Although CENP-A levels were higher in ER-negative tumors, CENP-A was only prognostic for DRFS in patients with ER-positive tumors. This is consistent with both models of estrogen modulation of CENP-A described above. In the FOXM1 mechanism, increased ER signaling would increase levels of FOXM1, resulting in increased levels of CENP-A. In agreement with this, recent work has shown that FOXM1 is an independent prognostic marker in ER-positive but not ER-negative breast cancer [40]. In the Aurora A kinase model, estrogen drives overexpression of Aurora A kinase [14], which is required for phosphorylation of CENP-A and subsequent kinetochore function [15]. It is possible that the presence of elevated levels of both CENP-A and Aurora A in ER-positive tumors would portend a worse outcome than the presence of increased levels of CENP-A alone. Estrogen-driven expression of Aurora A would be absent from ER-negative tumors, which might account for the lack of prognostic utility of CENP-A in ER-negative tumors.

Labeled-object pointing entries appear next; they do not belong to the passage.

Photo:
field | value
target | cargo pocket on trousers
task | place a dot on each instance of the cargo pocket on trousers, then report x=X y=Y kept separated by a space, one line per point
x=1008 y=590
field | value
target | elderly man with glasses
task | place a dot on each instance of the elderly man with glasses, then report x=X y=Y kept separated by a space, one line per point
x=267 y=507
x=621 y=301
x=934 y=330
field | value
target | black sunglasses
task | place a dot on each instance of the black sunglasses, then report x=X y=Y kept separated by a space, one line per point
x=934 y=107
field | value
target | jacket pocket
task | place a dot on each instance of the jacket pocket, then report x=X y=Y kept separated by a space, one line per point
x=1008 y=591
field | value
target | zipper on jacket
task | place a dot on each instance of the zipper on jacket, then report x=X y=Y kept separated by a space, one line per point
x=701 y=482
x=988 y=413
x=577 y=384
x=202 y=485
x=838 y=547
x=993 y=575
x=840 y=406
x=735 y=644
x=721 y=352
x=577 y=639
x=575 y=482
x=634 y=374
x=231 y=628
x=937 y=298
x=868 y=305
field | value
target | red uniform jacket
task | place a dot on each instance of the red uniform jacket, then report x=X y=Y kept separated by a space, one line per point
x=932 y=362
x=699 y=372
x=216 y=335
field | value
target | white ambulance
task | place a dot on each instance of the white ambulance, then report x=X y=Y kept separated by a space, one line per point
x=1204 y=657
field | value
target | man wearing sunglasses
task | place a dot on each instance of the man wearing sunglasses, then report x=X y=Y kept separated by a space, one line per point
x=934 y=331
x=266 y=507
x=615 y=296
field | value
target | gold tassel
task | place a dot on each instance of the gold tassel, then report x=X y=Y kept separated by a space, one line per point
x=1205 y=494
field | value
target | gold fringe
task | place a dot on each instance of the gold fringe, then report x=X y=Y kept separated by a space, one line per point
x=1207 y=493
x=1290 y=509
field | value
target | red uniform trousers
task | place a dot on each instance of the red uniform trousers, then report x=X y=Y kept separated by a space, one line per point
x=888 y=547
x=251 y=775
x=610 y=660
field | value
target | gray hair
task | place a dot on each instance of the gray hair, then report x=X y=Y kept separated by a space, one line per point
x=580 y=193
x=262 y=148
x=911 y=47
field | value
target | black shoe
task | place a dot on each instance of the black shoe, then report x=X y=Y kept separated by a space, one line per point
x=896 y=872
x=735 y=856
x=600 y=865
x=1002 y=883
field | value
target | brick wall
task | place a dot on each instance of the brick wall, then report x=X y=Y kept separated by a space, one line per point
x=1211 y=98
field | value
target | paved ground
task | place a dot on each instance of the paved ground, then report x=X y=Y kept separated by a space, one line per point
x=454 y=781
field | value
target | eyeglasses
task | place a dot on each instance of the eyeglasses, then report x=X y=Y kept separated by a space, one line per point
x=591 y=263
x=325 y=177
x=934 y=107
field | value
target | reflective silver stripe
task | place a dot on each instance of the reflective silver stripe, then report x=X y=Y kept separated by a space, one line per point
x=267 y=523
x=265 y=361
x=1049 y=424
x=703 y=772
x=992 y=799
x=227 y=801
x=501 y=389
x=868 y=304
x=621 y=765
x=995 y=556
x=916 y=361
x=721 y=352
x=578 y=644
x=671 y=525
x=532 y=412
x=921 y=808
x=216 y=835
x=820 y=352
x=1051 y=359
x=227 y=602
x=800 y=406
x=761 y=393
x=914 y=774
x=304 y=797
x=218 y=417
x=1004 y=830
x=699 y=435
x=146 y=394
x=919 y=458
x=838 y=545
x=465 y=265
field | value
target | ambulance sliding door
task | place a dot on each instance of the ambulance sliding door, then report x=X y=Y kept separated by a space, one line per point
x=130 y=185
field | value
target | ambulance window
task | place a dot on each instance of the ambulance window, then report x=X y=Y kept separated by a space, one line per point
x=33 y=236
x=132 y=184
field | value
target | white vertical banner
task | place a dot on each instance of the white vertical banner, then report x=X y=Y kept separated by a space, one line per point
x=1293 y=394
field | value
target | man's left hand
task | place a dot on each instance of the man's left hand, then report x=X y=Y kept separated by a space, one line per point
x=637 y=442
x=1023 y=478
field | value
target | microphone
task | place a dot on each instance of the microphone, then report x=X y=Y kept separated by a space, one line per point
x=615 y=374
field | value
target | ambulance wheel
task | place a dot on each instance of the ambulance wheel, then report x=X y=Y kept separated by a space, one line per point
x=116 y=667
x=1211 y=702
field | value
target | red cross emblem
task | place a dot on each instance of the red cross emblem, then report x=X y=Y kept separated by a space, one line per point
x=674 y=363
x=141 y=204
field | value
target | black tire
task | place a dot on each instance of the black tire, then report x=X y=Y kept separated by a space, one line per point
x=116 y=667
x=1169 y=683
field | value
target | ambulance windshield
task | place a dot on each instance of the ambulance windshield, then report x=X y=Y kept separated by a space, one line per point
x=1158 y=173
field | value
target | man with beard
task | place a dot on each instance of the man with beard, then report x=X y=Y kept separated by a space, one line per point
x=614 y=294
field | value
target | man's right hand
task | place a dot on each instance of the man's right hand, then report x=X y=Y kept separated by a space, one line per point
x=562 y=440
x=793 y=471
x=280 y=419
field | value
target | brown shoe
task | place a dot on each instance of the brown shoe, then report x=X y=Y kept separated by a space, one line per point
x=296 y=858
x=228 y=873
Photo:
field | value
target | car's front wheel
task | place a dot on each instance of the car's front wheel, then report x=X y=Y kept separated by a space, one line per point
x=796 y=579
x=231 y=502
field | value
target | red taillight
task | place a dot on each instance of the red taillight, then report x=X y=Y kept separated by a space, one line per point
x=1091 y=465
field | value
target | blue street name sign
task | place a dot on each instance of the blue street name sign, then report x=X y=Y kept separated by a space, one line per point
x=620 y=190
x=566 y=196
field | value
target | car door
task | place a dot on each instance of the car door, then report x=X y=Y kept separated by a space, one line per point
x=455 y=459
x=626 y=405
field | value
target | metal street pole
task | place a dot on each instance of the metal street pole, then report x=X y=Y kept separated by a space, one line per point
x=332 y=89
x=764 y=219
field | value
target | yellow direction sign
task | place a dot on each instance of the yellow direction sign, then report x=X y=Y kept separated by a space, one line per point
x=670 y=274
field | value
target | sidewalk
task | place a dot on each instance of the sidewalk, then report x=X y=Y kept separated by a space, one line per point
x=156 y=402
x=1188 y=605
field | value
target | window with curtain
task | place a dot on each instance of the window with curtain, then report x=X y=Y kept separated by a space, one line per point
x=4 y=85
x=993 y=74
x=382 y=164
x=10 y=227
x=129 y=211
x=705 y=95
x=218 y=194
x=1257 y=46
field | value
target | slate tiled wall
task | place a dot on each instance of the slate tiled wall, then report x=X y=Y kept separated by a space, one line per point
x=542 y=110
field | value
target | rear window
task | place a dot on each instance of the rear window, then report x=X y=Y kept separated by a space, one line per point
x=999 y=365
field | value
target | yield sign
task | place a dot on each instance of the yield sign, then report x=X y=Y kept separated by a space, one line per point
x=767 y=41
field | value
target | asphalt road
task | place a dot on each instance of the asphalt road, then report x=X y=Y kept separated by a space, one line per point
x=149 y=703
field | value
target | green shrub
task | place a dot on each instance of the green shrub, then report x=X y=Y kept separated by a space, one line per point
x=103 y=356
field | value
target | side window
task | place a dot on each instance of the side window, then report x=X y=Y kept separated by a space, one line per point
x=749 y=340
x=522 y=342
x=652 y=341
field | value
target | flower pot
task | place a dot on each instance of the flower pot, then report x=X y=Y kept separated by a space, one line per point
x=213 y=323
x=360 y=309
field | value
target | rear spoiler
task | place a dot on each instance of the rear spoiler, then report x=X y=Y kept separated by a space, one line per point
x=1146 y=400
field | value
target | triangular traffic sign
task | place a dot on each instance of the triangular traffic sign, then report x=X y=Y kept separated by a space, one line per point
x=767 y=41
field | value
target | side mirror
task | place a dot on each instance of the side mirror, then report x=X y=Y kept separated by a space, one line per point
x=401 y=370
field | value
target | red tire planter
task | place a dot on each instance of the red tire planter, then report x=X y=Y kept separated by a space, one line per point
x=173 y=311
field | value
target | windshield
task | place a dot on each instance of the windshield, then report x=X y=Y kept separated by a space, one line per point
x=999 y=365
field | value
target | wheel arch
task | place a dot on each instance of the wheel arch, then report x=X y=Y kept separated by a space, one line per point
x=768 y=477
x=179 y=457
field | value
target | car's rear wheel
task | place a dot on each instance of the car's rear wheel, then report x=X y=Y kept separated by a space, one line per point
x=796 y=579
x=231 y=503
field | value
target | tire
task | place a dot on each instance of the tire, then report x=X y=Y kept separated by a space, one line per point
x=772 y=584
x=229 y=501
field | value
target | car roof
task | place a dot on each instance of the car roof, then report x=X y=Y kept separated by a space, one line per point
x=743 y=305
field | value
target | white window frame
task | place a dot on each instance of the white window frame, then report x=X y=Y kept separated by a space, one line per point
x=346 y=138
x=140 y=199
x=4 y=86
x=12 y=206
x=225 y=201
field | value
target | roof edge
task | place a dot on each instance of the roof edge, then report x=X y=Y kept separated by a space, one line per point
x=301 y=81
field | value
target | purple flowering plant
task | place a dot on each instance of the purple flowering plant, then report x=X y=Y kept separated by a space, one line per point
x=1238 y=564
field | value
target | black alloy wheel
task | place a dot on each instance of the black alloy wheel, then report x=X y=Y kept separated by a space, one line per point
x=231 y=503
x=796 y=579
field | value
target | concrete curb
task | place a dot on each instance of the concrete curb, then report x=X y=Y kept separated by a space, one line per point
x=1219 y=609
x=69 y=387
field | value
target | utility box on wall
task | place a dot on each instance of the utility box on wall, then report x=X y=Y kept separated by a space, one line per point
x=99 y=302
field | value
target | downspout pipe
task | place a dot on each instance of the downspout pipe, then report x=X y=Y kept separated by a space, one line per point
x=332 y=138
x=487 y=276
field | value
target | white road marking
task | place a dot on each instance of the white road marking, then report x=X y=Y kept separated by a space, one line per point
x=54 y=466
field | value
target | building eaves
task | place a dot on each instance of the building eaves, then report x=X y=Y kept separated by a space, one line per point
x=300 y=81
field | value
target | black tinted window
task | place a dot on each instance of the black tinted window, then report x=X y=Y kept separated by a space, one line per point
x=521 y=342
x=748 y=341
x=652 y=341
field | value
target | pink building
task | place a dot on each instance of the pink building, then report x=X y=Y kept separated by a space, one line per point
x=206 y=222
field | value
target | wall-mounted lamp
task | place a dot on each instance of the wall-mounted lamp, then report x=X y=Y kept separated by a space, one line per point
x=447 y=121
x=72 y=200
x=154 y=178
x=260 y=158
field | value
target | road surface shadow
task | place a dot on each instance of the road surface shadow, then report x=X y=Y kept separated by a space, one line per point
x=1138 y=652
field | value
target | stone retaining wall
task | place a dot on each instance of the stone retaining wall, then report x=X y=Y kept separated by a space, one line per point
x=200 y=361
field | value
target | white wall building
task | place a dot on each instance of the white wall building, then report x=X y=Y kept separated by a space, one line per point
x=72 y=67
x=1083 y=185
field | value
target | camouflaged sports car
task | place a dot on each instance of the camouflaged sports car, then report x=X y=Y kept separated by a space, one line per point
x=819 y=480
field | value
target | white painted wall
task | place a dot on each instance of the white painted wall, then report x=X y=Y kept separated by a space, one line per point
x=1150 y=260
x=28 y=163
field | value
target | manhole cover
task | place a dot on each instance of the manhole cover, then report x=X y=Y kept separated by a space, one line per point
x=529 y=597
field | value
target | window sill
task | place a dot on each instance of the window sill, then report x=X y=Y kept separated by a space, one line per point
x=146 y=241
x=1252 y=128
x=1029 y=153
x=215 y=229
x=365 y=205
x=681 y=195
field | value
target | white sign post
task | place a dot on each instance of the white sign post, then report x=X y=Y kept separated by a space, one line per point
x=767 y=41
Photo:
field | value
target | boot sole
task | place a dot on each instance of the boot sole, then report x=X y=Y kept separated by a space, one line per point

In the tamoxifen-treated JBI dataset, CENP-A was higher in patients with a distant relapse, and the level of CENP-A was directly proportional to the risk of relapse. The borderline significance of CENP-A on multivariate analysis for DRFS in the JBI dataset most likely reflects the strong prognostic role of CENP-A in ER-positive patients as seen in the Wang and TRANSBIG cohorts that did not receive systemic therapy. Alternatively, it is possible that treatment with tamoxifen blocks estrogen-driven modulation of CENP-A via either the FOXM1 or Aurora A pathways, minimizing the influence of estrogen on CENP-A levels. Future studies on the influence of tamoxifen and other hormonal therapies on mitosis are plainly needed.

One weakness of this study is that well-known clinical elements such as T stage and nodal status were not robustly identified as prognostic factors across all four datasets. This is likely the result of the variable manner in which samples were chosen for each dataset. For instance, samples included in the Wang dataset were retrospectively chosen from technically satisfactory samples available from patients with good, intermediate, and poor outcomes [18]. Moreover, 87% of these patients received radiation, which may have affected their survival. Ideally, future biomarker studies will utilize samples collected prospectively from patients treated in a uniform fashion.

Conclusions

We found CENP-A to be a strong prognostic marker for distant relapse in ER-positive breast cancer. Even when known clinical factors such as Ki-67 and grade are considered, CENP-A remains an independent prognostic marker for relapse, suggesting that CENP-A may contribute to disease progression independent of its role as a marker of proliferation. Moreover, the level of CENP-A was directly proportional to the risk of distant relapse, demonstrating a clear relationship between the degree of expression of this essential protein and outcome in ER-positive breast cancer.